Got to love those Arizona sunsets! West face of Superstition Mountains near Apache Junction.
I can always rely on my friend, Mr. Rockhounding the Rockies, to supply me with some rather odd and sometimes unique crystals. Those who read his Blog (www.rockhoundingkw.blogspot.com) know this prospector is interested in “big” crystals of amazonite and smoky quartz. He might stoop to collect some brightly colored fluorite or some nifty goethite but his heart and soul are dedicated to those “really” big pegmatite crystals near Lake George, Colorado. Someday I hope to transport him to the Black Hills of South Dakota to check out spodumene and feldspar crystals that measure in tens of feet! In the meantime, I continue to accept what scrapes he throws my way---I just posted a new photo of “zinnwaldite” collected near Lake George (Blog 11/12/13). Mr. Rockhounding has never collected in Mexico but recently he tossed me some microcrystals of really curious arsenates, including duftite, that I believe came from the Ojuela Mine, Mapimi, Durango, Mexico. I eagerly accepted since I am a sucker for bright-colored minerals. Got to love those Arizona sunsets! West face of Superstition Mountains near Apache Junction.
Dufitite [PbCu(AsO4)(OH)] is a lead copper hydroxyl arsenate found as a secondary mineral in the oxidized zone of sulfide ore deposits. The arsenates contain a suite of beautiful and often confusing (to identify) minerals. Adamite is perhaps the best known of the group but others include cornwallite, erythrite, olivenite, legrandite, chalcophyllite, scorodite, etc. In textbooks, the arsenates (contains the AsO4 radical) are often grouped together with the phosphates (PO4 radical) and the vanadanates (VO4 radical) since the radical often can interchange with each other and therefore create new minerals. All together the three groups form an amazing number and variety of often brightly-colored minerals that are exciting to collect and observe but tough to identify. It seems best to always carry a microprobe in your back pocket in order to obtain a specific identification!
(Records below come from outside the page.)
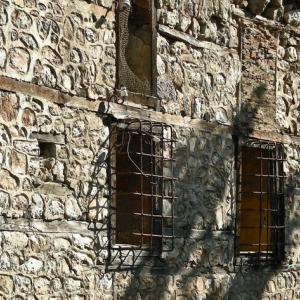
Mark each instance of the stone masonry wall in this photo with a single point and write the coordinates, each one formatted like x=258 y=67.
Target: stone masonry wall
x=54 y=204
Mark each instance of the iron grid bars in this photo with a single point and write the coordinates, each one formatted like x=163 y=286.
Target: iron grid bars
x=141 y=185
x=259 y=228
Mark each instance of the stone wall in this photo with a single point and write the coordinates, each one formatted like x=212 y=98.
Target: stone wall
x=54 y=202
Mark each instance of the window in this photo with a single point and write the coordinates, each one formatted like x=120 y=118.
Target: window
x=136 y=46
x=260 y=207
x=142 y=185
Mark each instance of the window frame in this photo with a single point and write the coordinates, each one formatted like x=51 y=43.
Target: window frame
x=276 y=195
x=159 y=242
x=153 y=56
|Green duftite botryoidal duftite on "limonite." Width of specimen ~3.1 cm.|
|Green duftite botryoidal duftite on "limonite." Width of specimen ~2.5 cm.|
As stated many times, I am not a mineralogist but do enjoy learning as I muddle through the minerals. I am familiar with the arsenate and green encrusting mineral conichalcite since it has been found at Gold Hill in western Utah (see Blog posting Dec. 13, 2011). In fact, duftite and conichalcite [CaCu(AsO4)(OH)] form a solid solution series with the calcium of conichalcite substituting for the lead of duftite. And in fact, austinite [CaZn(AsO4(OH)] is also thrown into the soup with the zinc substituting for the Cu, or parts thereof. At the type locality of duftite at Tsumeb, Namibia, a detailed 1980 study of the solid solutions in the arsenates found that “things” are not as straightforward as seemed—perhaps the original type duftite is not really “all” duftite: “the specimens are commonly zoned in color and composition. Microprobe analyses and X-ray powder-diffraction studies indicate extensive Cu-Zn and Pb-Ca substitutions, which represent solid solution among conichalcite… austenite… and duftite” (Jambor and others). Green duftite botryoidal duftite on "limonite." Width of specimen ~3,3 cm.
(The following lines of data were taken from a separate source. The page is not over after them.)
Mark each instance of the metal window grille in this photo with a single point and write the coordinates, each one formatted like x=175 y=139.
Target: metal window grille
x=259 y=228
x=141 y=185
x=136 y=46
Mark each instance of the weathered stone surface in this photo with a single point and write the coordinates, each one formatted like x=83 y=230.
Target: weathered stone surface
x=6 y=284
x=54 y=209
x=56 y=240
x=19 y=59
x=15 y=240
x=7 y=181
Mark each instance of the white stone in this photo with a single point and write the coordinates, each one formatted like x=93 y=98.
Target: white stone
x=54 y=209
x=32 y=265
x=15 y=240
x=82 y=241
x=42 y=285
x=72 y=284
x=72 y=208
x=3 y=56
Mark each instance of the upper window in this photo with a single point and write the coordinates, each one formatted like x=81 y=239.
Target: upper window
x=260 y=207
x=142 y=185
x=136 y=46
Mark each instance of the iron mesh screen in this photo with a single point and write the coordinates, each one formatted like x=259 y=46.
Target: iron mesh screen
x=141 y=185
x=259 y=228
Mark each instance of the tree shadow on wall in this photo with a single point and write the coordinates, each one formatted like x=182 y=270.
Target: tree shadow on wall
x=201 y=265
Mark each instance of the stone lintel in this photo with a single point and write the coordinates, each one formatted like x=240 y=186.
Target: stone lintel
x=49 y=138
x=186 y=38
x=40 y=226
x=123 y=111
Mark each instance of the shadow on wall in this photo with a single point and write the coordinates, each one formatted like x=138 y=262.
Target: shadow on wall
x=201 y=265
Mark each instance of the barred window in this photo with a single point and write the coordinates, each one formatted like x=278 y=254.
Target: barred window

The Handbook of Mineralogy (www.handbookofmineralogy.com) noted that conichalcite is “an uncommon secondary mineral in the oxidized zone of copper deposits, typically an alteration product of enargite” [copper arsenic sulfide] while duftite is “an uncommon mineral in the oxidized zone of some hydrothermal base-metal deposits.” So, copper needs to be present in the solution for conichalcite to crystallize while lead must be around for the formation of duftite.
So, what is an ole duffer like me going to call a specimen of green botryoidal crystals? I don’t have a probe or FTIR or powder x-ray apparatus so must rely on physical appearances! Yes, I know, that is the first thing instructors in Geology 101 tell students---don’t rely on color. However, the physical properties of duftite and conichalcite are very, very similar. I am calling my specimen duftite since: 1) some obscure pencil marks on a small slip of paper provided by the original owner labeled it duftite; 2) it “looks like” photos of duftite displayed on Mindat.org rather than conichalcite; 3) it “looks different” from the specimens of conichalcite in my collection. That is the best that I can accomplish. One great “thing” about a personal blog is that the editor easy to please.
As with much of what I write: The more I live, the more I learn. The more I learn, the more I realize, the less I know. (Michel Legrand).
Jambor, J.J.. D.R. Owens, and J.E. Dutrizac, 1980, Solid Solution in the Adelite Group of Arsenates: Canadian Mineralogist, v. 18.